Born again in the Butler County Jail
Alvin Davis was there the day his nephew was arrested.He was also there the day he was saved.
“I never thought I’d see this happen,” said Davis. He wiped away tears and so did much of the congregation watching as a 26-year-old man wearing the orange pants of a prisoner pronounced his commitment to Jesus Christ.
Christopher Ainsworth was baptized on Tuesday. It happened at the most unlikeliest of places: the Butler County Correctional Facility, in a courtyard surrounded by razor wire where a black tub held the baptismal waters and people gathered around it in folding chairs.
But there was a church there. There was a preacher. And there was singing.
Rev. Herbert Brown leaned Ainsworth back into the water and brought him back out, born again. The Southside Baptist Church congregation sang “Amazing Grace.” Ainsworth thanked them all for coming and received hugs from many of the same people who’d taught him Sunday School as a little boy.
And he received a hug from his uncle as well.
“That made me feel real good,” Ainsworth said.
Convicted of selling drugs and sentenced to 18 months incarceration following his arrest in February, Ainsworth recalled the morning police officers served him with a warrant. It happened during a citywide crackdown on drug dealers by Greenville police.
“It was a surprise,” he said. “I woke up that morning and had just got of the shower and the next thing I know the police is at my door.”
While sitting in jail, Ainsworth was visited by Royce Hall, a minister and Gideon.
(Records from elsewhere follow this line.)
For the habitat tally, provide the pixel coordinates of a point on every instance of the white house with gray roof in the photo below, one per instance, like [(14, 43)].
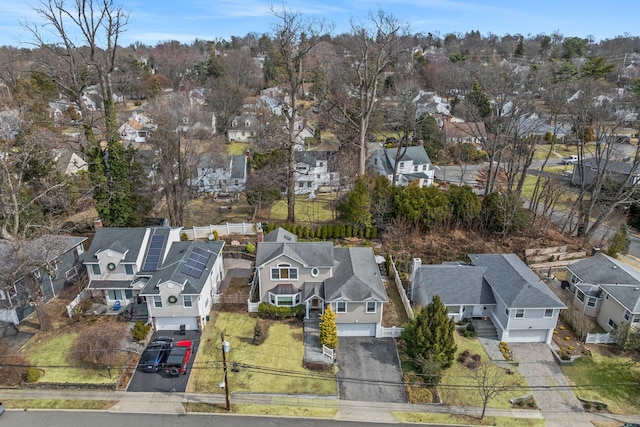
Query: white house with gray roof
[(314, 274), (606, 289), (409, 164), (175, 280), (496, 286)]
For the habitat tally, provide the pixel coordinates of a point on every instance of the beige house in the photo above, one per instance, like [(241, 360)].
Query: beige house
[(314, 274)]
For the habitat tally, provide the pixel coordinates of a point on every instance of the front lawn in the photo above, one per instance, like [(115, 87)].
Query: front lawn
[(275, 366), (308, 212), (50, 354), (607, 377), (458, 387)]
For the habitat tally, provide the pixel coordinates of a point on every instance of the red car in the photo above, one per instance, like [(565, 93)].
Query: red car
[(178, 358)]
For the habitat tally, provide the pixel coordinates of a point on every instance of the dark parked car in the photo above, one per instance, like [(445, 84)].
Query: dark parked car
[(154, 356), (176, 362)]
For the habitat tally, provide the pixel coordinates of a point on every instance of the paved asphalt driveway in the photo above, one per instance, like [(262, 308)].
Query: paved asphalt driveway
[(369, 370), (161, 381), (550, 387)]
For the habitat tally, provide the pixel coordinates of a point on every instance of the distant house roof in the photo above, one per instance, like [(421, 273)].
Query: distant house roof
[(454, 284), (126, 241), (602, 269), (514, 283)]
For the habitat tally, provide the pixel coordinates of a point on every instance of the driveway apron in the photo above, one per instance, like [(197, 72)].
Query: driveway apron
[(550, 388), (369, 370)]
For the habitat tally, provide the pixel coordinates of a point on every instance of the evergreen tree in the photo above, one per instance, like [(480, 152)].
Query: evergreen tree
[(328, 328), (429, 337)]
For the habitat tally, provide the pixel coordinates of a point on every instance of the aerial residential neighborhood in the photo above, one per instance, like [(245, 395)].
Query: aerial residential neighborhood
[(375, 224)]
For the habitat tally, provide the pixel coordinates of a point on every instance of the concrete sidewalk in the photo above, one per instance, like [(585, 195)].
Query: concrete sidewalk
[(172, 403)]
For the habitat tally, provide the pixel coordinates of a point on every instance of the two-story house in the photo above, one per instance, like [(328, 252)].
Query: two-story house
[(212, 175), (496, 286), (43, 266), (243, 128), (606, 289), (407, 164), (151, 266), (315, 274), (316, 172)]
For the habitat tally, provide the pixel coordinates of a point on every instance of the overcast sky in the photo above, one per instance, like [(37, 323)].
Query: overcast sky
[(153, 21)]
It took just one action by Hall to turn Ainsworth’s life around.
“He put a Bible in my hand and I just started crying,” said Ainsworth.
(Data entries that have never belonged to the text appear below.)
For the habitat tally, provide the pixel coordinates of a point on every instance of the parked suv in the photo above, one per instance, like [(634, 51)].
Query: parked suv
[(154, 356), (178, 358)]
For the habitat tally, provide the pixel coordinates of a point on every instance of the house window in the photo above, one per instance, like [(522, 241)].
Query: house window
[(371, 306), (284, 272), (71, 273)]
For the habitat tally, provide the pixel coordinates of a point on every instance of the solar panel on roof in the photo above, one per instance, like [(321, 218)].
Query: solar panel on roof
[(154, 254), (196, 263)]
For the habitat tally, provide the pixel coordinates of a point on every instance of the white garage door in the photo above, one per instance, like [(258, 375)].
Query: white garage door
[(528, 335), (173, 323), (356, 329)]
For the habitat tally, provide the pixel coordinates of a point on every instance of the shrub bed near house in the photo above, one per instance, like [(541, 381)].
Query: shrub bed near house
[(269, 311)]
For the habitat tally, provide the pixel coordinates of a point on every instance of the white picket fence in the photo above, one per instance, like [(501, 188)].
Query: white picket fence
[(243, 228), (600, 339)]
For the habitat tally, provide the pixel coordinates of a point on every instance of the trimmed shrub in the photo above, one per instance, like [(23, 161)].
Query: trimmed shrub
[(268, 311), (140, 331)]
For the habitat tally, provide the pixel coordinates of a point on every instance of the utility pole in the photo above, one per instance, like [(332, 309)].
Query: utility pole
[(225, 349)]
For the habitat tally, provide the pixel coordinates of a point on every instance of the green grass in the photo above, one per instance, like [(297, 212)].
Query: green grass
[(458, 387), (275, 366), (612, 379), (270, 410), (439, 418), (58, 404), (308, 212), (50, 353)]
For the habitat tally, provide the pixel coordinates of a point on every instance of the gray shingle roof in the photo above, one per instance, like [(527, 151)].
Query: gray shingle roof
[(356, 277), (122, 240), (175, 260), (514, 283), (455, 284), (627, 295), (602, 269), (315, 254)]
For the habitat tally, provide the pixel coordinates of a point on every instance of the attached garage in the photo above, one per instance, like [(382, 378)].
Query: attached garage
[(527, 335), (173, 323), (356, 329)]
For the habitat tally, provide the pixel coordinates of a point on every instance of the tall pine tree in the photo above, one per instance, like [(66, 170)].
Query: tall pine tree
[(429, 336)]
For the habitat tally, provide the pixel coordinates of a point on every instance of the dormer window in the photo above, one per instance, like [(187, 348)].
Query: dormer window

Hall remembered that day in March well.
He was there on Tuesday also.
“Seeing something like this just warms you up…every time someone says ‘yes’ to Christ,” said Hall. “I knew right then and there when I put that Bible in Chris’s hand he was going to accept Christ as his savior.”
Capt. Al McKee called Ainsworth a model prisoner. He’s currently on work release and is employed by his uncle’s electrical business.
“I’m very proud of Chris because I remember how he used to be,” said McKee. “I want to thank Sheriff (Kenny) Harden also for being open-minded about helping to change lives through the jail ministry.”
When his time is served, Ainsworth knows there will be temptations outside of jail.
“I just have to stay in church and stay around positive people,” he said. “That’s how I got in trouble…running with the wrong people. There’s temptation in here…I’m tempted everyday, but I’ve learned to forgive people and walk away from it.”